California Gay Conversion Therapy Ban Goes Unheard In Supreme Court: Is New Jersey Next?
The Supreme Court declined to review challenges on Monday that would overturn California’s ban on gay conversion therapy for minors. One of only two states to enact a law, New Jersey being the other, California is now the first state to proceed in practice with its ban.
Gay conversion therapy has been in existence for a couple decades, following in the wake of the American Medical Association’s one-time definition of homosexuality as an illness. Although the science of so-called “reparative therapy” has been debunked time and time again, by just about every governing body in the psychological and medical field, conservative advocacy groups continue to uphold homosexuality as changeable and wrong.
In its rejection of the ban, the Supreme Court seemed to reflect the lower court’s initial stance, issued in August, which stated that any practice appearing to inflict harm on its patients, in this case psychological harm on minors, should be left out of clinical settings. However, as per its custom, the Court didn’t specify why it rejected the case.
Advocacy groups, such as the Liberty Counsel, a Christian legal aid group, contend the practice is meant for minors who seek the therapy, not who are driven toward it. This logic, of course, breaks down when it comes to a host of things we’ve already determined, as a society, aren’t up to kids to decide, such as getting braces or tattoos. One is decided for them, while the other is only up to them after 18.

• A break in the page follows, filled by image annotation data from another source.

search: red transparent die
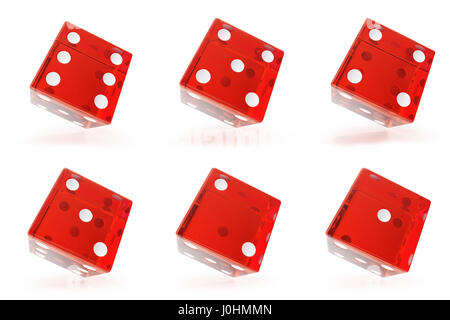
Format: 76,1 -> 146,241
327,169 -> 431,277
331,19 -> 434,127
28,169 -> 132,277
180,19 -> 284,127
30,22 -> 132,128
177,169 -> 281,277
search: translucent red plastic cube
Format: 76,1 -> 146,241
331,19 -> 434,127
30,22 -> 132,128
28,169 -> 132,277
177,169 -> 281,277
180,19 -> 284,127
326,169 -> 431,277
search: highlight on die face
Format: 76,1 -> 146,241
331,19 -> 435,128
177,169 -> 281,277
180,19 -> 284,127
28,169 -> 132,277
326,169 -> 431,277
30,22 -> 132,128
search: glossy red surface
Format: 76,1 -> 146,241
28,169 -> 132,276
31,22 -> 132,128
177,169 -> 281,276
327,169 -> 431,276
332,19 -> 435,127
180,19 -> 284,127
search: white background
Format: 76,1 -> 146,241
0,0 -> 450,299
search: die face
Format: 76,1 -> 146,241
177,169 -> 281,275
31,22 -> 132,128
332,19 -> 434,127
180,19 -> 284,127
327,169 -> 431,276
28,169 -> 132,276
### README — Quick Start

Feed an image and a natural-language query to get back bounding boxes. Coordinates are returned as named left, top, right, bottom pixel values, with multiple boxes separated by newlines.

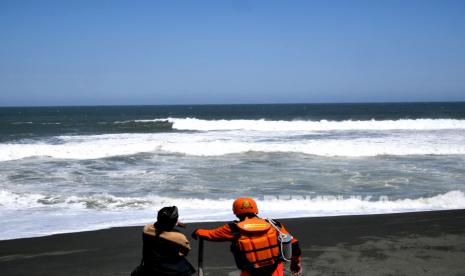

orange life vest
left=233, top=217, right=280, bottom=269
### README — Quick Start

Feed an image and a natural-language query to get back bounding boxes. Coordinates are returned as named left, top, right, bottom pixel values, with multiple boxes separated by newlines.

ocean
left=0, top=103, right=465, bottom=239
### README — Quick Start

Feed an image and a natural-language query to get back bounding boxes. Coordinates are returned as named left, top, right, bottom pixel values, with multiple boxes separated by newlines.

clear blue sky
left=0, top=0, right=465, bottom=106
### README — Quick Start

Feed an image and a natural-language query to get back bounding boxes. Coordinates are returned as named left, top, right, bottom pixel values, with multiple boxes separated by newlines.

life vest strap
left=241, top=244, right=279, bottom=253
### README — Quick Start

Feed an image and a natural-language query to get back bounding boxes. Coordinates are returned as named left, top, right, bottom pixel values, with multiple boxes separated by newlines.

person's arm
left=192, top=224, right=236, bottom=241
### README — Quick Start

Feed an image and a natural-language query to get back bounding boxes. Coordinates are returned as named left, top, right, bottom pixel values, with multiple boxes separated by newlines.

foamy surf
left=0, top=118, right=465, bottom=161
left=0, top=191, right=465, bottom=239
left=153, top=118, right=465, bottom=131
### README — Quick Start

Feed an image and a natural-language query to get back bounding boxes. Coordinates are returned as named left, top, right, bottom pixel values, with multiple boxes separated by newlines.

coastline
left=0, top=209, right=465, bottom=275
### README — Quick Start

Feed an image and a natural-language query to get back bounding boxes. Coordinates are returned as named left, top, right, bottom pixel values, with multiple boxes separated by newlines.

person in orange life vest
left=192, top=198, right=302, bottom=276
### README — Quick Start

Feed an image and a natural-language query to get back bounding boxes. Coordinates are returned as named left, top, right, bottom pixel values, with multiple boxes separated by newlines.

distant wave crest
left=155, top=118, right=465, bottom=131
left=0, top=190, right=465, bottom=217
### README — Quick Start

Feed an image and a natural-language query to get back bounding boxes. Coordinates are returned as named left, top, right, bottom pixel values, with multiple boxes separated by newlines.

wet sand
left=0, top=210, right=465, bottom=276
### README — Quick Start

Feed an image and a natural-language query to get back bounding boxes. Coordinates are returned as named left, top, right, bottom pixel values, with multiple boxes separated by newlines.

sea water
left=0, top=103, right=465, bottom=239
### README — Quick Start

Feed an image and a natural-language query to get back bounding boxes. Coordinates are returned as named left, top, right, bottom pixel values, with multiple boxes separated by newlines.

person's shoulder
left=160, top=230, right=189, bottom=246
left=143, top=224, right=155, bottom=236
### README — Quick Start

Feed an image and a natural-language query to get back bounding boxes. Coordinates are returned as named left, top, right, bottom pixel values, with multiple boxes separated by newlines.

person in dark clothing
left=134, top=206, right=195, bottom=276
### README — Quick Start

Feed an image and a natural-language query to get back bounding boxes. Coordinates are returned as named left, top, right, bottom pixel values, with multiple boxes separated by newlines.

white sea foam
left=151, top=118, right=465, bottom=131
left=0, top=191, right=465, bottom=239
left=0, top=118, right=465, bottom=161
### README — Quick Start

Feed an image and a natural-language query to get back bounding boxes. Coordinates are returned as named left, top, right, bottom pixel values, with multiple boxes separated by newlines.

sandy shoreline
left=0, top=210, right=465, bottom=276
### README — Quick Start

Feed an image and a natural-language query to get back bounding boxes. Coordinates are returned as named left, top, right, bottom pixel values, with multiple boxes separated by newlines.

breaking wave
left=153, top=118, right=465, bottom=131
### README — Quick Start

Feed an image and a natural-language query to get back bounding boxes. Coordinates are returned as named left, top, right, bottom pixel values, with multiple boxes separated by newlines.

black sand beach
left=0, top=210, right=465, bottom=276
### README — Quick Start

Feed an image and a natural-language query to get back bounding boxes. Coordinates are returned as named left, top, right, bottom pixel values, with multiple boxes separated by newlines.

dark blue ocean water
left=0, top=103, right=465, bottom=238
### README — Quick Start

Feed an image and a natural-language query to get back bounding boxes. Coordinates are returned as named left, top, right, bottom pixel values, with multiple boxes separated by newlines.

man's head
left=156, top=206, right=179, bottom=230
left=233, top=198, right=258, bottom=218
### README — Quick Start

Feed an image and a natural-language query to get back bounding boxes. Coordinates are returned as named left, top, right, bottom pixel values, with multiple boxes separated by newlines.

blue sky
left=0, top=0, right=465, bottom=106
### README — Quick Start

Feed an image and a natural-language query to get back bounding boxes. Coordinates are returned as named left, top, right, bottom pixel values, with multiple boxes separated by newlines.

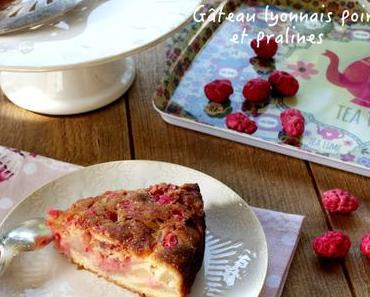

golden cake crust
left=48, top=184, right=205, bottom=295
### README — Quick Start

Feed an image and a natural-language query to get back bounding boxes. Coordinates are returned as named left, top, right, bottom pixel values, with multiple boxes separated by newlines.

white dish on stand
left=0, top=0, right=201, bottom=115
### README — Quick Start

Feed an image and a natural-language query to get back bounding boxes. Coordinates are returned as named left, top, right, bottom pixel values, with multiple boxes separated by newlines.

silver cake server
left=0, top=0, right=85, bottom=35
left=0, top=218, right=53, bottom=276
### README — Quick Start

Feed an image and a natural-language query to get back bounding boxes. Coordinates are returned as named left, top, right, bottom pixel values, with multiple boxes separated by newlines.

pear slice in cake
left=47, top=184, right=205, bottom=297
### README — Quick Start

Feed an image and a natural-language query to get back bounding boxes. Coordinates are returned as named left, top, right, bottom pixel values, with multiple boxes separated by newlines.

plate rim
left=0, top=160, right=269, bottom=297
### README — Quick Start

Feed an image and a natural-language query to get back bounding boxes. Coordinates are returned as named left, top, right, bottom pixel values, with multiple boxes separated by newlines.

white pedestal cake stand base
left=0, top=58, right=136, bottom=115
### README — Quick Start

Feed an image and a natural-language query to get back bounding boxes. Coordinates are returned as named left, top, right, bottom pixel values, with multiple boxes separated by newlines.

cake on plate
left=47, top=184, right=205, bottom=297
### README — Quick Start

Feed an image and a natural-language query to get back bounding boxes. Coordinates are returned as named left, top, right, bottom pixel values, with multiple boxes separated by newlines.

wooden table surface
left=0, top=40, right=370, bottom=297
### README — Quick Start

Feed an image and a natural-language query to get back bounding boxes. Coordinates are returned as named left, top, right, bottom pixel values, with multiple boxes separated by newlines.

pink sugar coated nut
left=269, top=70, right=299, bottom=97
left=280, top=108, right=305, bottom=137
left=204, top=79, right=234, bottom=104
left=360, top=233, right=370, bottom=259
left=226, top=112, right=257, bottom=134
left=322, top=189, right=360, bottom=214
left=243, top=78, right=271, bottom=102
left=312, top=231, right=351, bottom=258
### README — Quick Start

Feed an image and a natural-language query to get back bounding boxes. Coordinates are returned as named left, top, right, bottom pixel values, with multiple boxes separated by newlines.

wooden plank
left=0, top=90, right=131, bottom=165
left=311, top=164, right=370, bottom=297
left=129, top=47, right=351, bottom=297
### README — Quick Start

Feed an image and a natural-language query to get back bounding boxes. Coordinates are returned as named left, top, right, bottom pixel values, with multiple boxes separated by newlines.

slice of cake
left=48, top=184, right=205, bottom=297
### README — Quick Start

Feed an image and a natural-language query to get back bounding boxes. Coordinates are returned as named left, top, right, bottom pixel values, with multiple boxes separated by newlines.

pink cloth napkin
left=0, top=146, right=303, bottom=297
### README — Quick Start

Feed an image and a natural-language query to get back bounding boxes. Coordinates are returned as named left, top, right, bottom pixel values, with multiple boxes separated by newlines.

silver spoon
left=0, top=0, right=85, bottom=35
left=0, top=218, right=53, bottom=276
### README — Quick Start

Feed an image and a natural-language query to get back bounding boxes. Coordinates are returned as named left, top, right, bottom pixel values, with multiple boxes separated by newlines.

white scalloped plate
left=0, top=161, right=268, bottom=297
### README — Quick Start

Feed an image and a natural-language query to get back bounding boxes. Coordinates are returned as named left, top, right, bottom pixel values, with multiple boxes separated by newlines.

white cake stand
left=0, top=0, right=201, bottom=115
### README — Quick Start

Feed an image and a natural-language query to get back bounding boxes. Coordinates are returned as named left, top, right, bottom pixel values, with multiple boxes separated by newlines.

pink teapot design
left=317, top=127, right=344, bottom=140
left=324, top=50, right=370, bottom=108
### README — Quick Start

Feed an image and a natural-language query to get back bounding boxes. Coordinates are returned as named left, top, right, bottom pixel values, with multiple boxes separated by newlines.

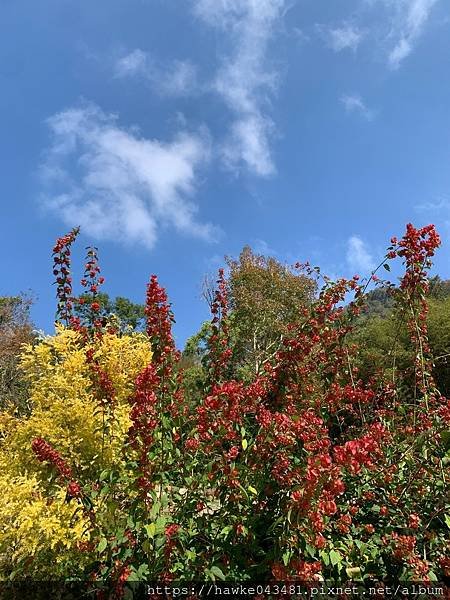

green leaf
left=330, top=550, right=342, bottom=567
left=210, top=565, right=225, bottom=581
left=144, top=523, right=156, bottom=538
left=345, top=567, right=361, bottom=580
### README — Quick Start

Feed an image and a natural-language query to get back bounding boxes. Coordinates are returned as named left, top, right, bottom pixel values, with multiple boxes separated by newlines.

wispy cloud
left=317, top=23, right=366, bottom=52
left=115, top=48, right=199, bottom=96
left=194, top=0, right=285, bottom=176
left=383, top=0, right=438, bottom=69
left=41, top=104, right=217, bottom=248
left=347, top=235, right=375, bottom=273
left=340, top=94, right=375, bottom=121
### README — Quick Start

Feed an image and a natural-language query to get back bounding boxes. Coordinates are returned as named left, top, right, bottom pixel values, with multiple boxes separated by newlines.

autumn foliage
left=0, top=225, right=450, bottom=597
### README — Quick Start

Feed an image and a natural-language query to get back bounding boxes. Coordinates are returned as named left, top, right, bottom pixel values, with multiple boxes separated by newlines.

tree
left=74, top=292, right=145, bottom=333
left=185, top=246, right=316, bottom=378
left=0, top=294, right=34, bottom=414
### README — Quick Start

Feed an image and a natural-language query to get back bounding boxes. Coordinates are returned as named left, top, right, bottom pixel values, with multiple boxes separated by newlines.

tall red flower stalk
left=129, top=275, right=182, bottom=493
left=71, top=246, right=105, bottom=335
left=31, top=437, right=82, bottom=498
left=388, top=223, right=441, bottom=410
left=53, top=227, right=80, bottom=326
left=208, top=269, right=232, bottom=383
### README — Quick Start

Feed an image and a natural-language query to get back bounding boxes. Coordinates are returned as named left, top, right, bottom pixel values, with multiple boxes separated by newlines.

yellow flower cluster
left=0, top=327, right=151, bottom=577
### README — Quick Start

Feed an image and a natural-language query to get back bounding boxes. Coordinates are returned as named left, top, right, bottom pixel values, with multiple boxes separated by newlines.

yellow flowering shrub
left=0, top=475, right=88, bottom=579
left=0, top=327, right=151, bottom=576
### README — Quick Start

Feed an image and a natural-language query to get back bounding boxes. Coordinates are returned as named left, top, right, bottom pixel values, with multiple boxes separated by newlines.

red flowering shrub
left=10, top=225, right=450, bottom=597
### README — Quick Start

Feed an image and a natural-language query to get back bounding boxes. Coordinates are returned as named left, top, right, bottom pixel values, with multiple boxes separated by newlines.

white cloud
left=383, top=0, right=438, bottom=69
left=318, top=23, right=365, bottom=52
left=340, top=94, right=375, bottom=121
left=41, top=104, right=216, bottom=248
left=115, top=49, right=199, bottom=96
left=194, top=0, right=285, bottom=176
left=347, top=235, right=375, bottom=273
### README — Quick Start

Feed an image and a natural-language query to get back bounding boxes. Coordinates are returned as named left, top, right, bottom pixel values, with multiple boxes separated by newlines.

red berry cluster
left=53, top=227, right=80, bottom=325
left=31, top=438, right=81, bottom=498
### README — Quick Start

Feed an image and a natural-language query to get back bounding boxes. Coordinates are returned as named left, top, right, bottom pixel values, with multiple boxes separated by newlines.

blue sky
left=0, top=0, right=450, bottom=344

This distinction frames many gay conversion therapy discussions. Neither ban in New Jersey or California banishes the process from clinical settings entirely, in fact. The courts have yet to say conversion therapy is altogether unhealthy; despite its total lack of medical salience, one of the luxuries of adulthood is the autonomy to choose where to spend money and resources. If it goes toward such therapies, so be it. Psychiatrists, however, may also exercise their free speech — a point of great consternation in gay conversion cases — in telling patients to find help somewhere else, from a religious figure perhaps.
Douglas Haldeman, a psychologist and activist against gay conversion therapy, says the practice is little more than a glorified hoax. “It’s a factoid — something that the conversion therapy folks have been claiming for years as justification for their industry,” he told Newsweek. “What is a fact is that gay men have suffered more societal rejection, discrimination and hostility — hence the motivation for trying to change one’s sexual orientation.”
The Court’s decision now has people wondering whether the New Jersey ban is up next on the chopping block. In the meantime, advocacy officials from California are praising the ruling as a landmark victory for gay rights groups.
“This important legislation will permanently improve the health and well-being of California’s most vulnerable LGBT young people,” said Shannon Minter, director of the National Center for Lesbian Rights. “We look forward to more states joining California and New Jersey in preventing state-licensed therapists from engaging in discredited practices that offer no health benefits and put LGBT youth at risk of severe harm, including depression and suicide.”